Kenali perkembangan yang terjadi pada dirimu. Jadilah pribadi yang berkembang, bukan pribadi yang tidak mau berubah.

Skill apa yang kamu dalami hari ini?

Itulah pertanyaan yang harus terjawab, agar pikiran bisa mengatasi pikiran.
Orang merasa tidak tahu. Menolak potensi yang tidak terpenuhi. Melihat secara mentah.
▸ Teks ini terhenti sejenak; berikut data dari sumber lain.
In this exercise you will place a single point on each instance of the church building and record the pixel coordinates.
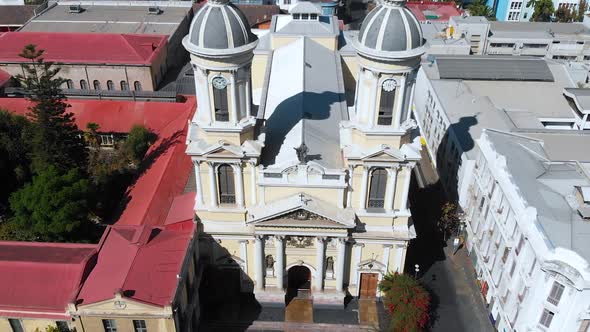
(302, 148)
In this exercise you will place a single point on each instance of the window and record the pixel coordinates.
(109, 325)
(139, 326)
(16, 325)
(220, 104)
(226, 185)
(386, 103)
(556, 293)
(546, 318)
(377, 188)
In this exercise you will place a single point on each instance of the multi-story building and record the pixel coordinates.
(527, 217)
(301, 149)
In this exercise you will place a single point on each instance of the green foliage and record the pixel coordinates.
(543, 10)
(479, 8)
(55, 139)
(407, 302)
(137, 143)
(53, 207)
(14, 152)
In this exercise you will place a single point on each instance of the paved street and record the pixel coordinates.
(458, 304)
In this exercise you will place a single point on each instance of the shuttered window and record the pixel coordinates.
(227, 193)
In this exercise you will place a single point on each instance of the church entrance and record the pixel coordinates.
(299, 282)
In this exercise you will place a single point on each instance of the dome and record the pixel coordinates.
(390, 27)
(219, 26)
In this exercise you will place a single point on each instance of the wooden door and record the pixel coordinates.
(369, 285)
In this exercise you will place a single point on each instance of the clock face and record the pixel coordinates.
(219, 82)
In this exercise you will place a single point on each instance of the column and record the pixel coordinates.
(321, 258)
(392, 172)
(244, 254)
(386, 251)
(340, 263)
(239, 184)
(212, 184)
(399, 103)
(258, 261)
(407, 177)
(234, 95)
(357, 251)
(363, 201)
(349, 191)
(280, 263)
(199, 199)
(253, 182)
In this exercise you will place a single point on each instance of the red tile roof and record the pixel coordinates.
(40, 279)
(444, 10)
(90, 48)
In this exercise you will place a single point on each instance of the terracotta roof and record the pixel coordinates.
(40, 279)
(91, 48)
(141, 262)
(16, 15)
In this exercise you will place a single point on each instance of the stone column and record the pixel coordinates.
(244, 254)
(321, 258)
(259, 261)
(358, 247)
(253, 182)
(199, 199)
(363, 201)
(399, 103)
(392, 172)
(212, 184)
(407, 177)
(386, 251)
(340, 264)
(280, 263)
(239, 184)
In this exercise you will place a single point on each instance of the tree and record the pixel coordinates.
(14, 151)
(543, 10)
(479, 8)
(53, 207)
(407, 302)
(449, 219)
(55, 139)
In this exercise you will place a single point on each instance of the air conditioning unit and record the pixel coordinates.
(154, 10)
(75, 9)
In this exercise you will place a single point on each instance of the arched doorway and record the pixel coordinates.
(299, 282)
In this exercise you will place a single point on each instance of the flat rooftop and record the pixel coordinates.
(118, 18)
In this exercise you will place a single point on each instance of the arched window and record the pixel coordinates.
(227, 193)
(220, 99)
(377, 188)
(386, 103)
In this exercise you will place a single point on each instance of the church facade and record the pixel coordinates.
(302, 148)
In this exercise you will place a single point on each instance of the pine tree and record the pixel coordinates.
(55, 139)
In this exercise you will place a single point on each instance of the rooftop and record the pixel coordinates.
(110, 17)
(91, 48)
(40, 279)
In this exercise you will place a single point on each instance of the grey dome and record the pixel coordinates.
(220, 25)
(390, 27)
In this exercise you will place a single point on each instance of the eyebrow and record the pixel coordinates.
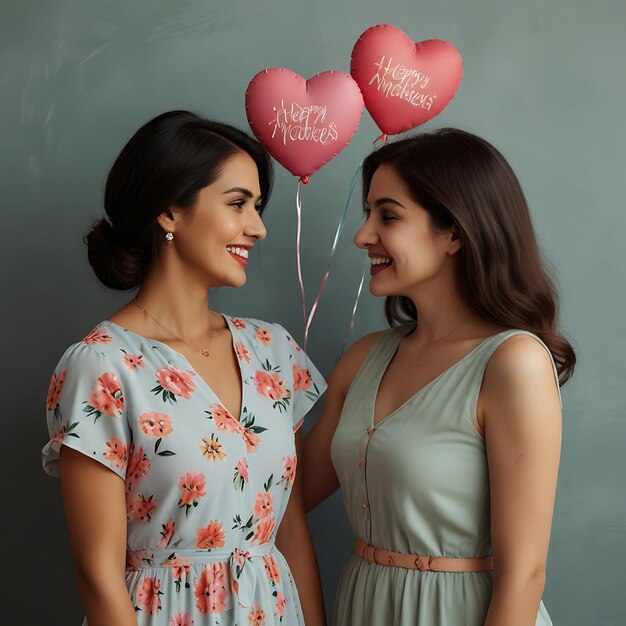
(242, 190)
(381, 201)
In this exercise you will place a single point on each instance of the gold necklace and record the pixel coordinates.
(204, 352)
(452, 331)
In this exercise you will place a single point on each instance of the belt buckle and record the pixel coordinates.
(422, 563)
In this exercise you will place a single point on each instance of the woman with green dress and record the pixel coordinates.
(444, 431)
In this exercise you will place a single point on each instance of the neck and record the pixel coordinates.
(440, 310)
(177, 300)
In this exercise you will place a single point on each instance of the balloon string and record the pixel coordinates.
(299, 256)
(366, 263)
(342, 222)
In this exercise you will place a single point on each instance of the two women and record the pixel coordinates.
(444, 430)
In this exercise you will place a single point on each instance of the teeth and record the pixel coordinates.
(242, 252)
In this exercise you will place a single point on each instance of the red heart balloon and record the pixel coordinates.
(404, 83)
(302, 123)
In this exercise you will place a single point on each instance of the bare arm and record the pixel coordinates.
(294, 541)
(319, 477)
(522, 424)
(95, 509)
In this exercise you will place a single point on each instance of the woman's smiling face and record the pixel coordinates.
(215, 237)
(401, 241)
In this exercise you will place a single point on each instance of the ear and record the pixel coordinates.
(167, 221)
(455, 243)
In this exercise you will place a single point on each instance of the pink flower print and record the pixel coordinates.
(116, 453)
(138, 558)
(289, 475)
(106, 397)
(242, 352)
(211, 537)
(141, 508)
(281, 602)
(241, 473)
(263, 505)
(224, 421)
(181, 619)
(192, 486)
(138, 466)
(251, 440)
(301, 378)
(241, 556)
(264, 531)
(54, 390)
(270, 385)
(166, 534)
(180, 569)
(212, 449)
(157, 425)
(210, 590)
(264, 336)
(148, 595)
(271, 569)
(133, 361)
(65, 431)
(174, 382)
(97, 335)
(256, 617)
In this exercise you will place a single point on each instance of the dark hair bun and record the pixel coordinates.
(116, 264)
(166, 163)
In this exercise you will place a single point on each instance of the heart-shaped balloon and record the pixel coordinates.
(302, 123)
(404, 83)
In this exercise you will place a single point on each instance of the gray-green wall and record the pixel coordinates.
(544, 81)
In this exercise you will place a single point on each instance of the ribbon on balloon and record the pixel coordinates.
(304, 124)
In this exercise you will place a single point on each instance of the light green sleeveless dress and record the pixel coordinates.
(418, 484)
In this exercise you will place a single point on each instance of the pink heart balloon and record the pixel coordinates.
(404, 83)
(302, 123)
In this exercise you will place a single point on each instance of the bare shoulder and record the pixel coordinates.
(349, 364)
(519, 370)
(520, 357)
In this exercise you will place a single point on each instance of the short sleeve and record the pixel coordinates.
(308, 384)
(85, 411)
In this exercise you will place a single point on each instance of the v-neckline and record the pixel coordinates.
(428, 385)
(182, 358)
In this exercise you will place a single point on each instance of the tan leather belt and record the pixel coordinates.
(420, 562)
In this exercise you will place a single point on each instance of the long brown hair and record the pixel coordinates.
(465, 183)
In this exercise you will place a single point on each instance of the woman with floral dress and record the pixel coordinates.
(174, 429)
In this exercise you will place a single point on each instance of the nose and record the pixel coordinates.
(366, 236)
(255, 227)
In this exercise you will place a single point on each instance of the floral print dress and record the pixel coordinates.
(205, 491)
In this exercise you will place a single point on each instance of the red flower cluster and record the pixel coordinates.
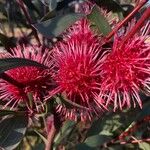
(90, 77)
(31, 80)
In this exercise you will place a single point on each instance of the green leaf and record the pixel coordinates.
(144, 146)
(41, 136)
(10, 63)
(113, 6)
(64, 132)
(144, 112)
(55, 26)
(93, 142)
(12, 131)
(83, 146)
(7, 42)
(96, 140)
(52, 4)
(98, 21)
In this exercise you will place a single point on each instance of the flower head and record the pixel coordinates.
(126, 71)
(77, 63)
(30, 79)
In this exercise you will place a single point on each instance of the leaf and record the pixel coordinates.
(12, 131)
(144, 112)
(7, 42)
(98, 21)
(41, 136)
(144, 146)
(111, 5)
(96, 140)
(52, 4)
(93, 142)
(55, 26)
(64, 132)
(10, 63)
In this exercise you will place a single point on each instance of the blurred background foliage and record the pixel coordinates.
(125, 130)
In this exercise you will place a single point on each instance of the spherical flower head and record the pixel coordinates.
(31, 80)
(126, 71)
(77, 64)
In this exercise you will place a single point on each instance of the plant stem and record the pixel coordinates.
(50, 138)
(54, 129)
(22, 6)
(136, 9)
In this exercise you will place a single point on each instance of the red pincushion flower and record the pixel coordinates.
(32, 79)
(77, 60)
(126, 71)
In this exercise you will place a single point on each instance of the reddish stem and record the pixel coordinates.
(137, 26)
(7, 78)
(136, 9)
(22, 6)
(50, 138)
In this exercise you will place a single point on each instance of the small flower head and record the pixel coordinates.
(77, 63)
(33, 80)
(126, 71)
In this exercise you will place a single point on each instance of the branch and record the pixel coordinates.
(22, 6)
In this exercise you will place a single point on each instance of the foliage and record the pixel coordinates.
(43, 23)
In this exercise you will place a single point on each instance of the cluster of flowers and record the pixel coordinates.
(83, 71)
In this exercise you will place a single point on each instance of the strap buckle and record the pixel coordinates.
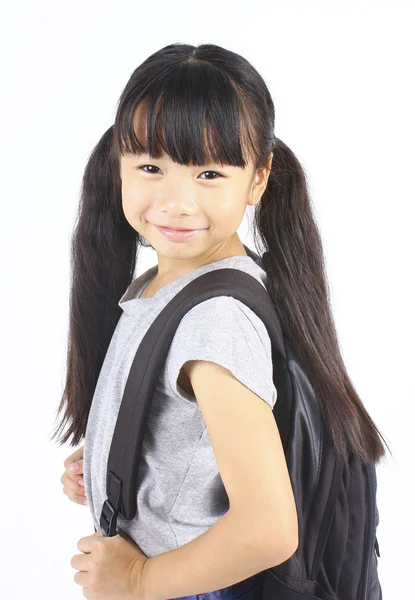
(108, 520)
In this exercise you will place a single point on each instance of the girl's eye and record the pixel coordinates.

Menjadi pencerita, pembohong, atau menuliskan panggilan kejujuran.
Menulis di sini berarti belajar sambil-jalan.

Yang lebih penting, memahami 5 pertanyaan itu, sebagai bagian dari memahami proses kreatif.

Singkatnya, jangan bertanya dari mana kamu akan mendapatkan ide. Kamu mendapatkan ide justru ketika menulis. Dan pemicu terbaiknya adalah bertanya. Kemudian kamu menggali, mengambil, menyusun dan memperbaiki, menyajikan yang terbaik.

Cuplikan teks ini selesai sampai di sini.